Gov. Jack Dalrymple today met with officials from the federal Pipeline and Hazardous Materials Safety Administration (PHMSA) to identify opportunities for enhanced pipeline safety in North Dakota.
In a meeting with PHMSA Deputy Administrator Timothy Butters and Jeff Wiese, PHMSA associate administrator for pipeline safety, Dalrymple said he is forming an advisory panel that will be tasked with researching the use of the latest available technologies to enhance pipeline safety in the state.
The PHMSA officials agreed to have a member of its technical staff support the work of the governor's advisory panel. The governor is currently forming the advisory group which will include independent engineers, members of the pipeline industry and state officials. The advisory panel will research technological solutions and provide recommendations that could be implemented to improve the monitoring and control of pipeline systems.
"Federal pipeline safety regulations do not require the use of real-time, remote-sensing technology and automated shut-off devices in all areas that may merit additional safeguards," Dalrymple said. "We need to know more about the latest technologies available that offer the best protection and how we can work with PHMSA and the industry to take greater advantage of these technologies for enhanced pipeline safety."
PHMSA regulates the operation of oil pipelines and partners with states, including North Dakota's Public Service Commission, to regulate natural gas pipelines.
"We expect pipeline operators in North Dakota to use best practices and that may mean going above and beyond federal requirements to improve the monitoring and control of pipeline flows," Dalrymple said. "The advisory panel will help us determine what the best technological solutions are and whether we can be doing more to ensure the safe operations of oil pipelines."

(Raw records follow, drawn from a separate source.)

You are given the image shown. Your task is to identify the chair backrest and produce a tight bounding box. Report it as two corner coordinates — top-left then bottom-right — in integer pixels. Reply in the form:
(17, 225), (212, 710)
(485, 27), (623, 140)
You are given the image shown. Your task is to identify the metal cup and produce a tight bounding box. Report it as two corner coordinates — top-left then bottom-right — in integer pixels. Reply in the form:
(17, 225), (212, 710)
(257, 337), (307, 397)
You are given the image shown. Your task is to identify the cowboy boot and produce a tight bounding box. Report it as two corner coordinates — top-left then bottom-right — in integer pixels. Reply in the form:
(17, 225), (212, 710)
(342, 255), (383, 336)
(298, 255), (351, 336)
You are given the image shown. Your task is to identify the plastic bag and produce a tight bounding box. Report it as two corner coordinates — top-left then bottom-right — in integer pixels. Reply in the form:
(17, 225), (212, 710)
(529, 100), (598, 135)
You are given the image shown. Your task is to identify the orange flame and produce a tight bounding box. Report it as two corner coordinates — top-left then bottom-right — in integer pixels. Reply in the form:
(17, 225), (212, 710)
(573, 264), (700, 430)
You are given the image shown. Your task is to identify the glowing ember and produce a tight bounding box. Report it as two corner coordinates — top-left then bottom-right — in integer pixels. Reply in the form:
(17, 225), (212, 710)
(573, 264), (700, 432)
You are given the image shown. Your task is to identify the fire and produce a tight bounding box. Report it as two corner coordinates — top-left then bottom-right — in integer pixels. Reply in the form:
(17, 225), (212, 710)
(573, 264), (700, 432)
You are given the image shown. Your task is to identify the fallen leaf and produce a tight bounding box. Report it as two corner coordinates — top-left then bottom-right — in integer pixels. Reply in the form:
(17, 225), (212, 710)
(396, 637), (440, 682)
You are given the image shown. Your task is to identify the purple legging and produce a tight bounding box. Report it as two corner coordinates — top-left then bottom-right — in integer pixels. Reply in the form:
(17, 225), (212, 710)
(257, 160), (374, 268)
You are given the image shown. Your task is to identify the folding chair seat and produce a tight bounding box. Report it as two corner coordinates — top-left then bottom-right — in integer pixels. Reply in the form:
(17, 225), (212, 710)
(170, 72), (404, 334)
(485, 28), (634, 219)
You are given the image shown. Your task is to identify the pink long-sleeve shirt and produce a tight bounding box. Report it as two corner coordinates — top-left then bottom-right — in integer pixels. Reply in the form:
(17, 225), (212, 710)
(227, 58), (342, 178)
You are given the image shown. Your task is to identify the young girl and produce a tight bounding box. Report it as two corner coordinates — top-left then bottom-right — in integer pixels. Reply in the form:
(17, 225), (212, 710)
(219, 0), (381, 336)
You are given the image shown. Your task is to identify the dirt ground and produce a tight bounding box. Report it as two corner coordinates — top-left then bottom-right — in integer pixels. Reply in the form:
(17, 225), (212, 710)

During an Oct. 28 conference call with PHMSA Administrator Cynthia Quarterman, Wiese and other PHMSA officials, Dalrymple urged them to review their oversight protocols and determine whether federal pipeline regulations offer ample protection for North Dakota citizens.
PHMSA requires the use of enhanced pipeline monitoring and control technology in locations considered "high consequence areas' such as cities and near drinking water supplies. Rural areas are not generally considered high consequence areas and are not subject to the same level of regulation.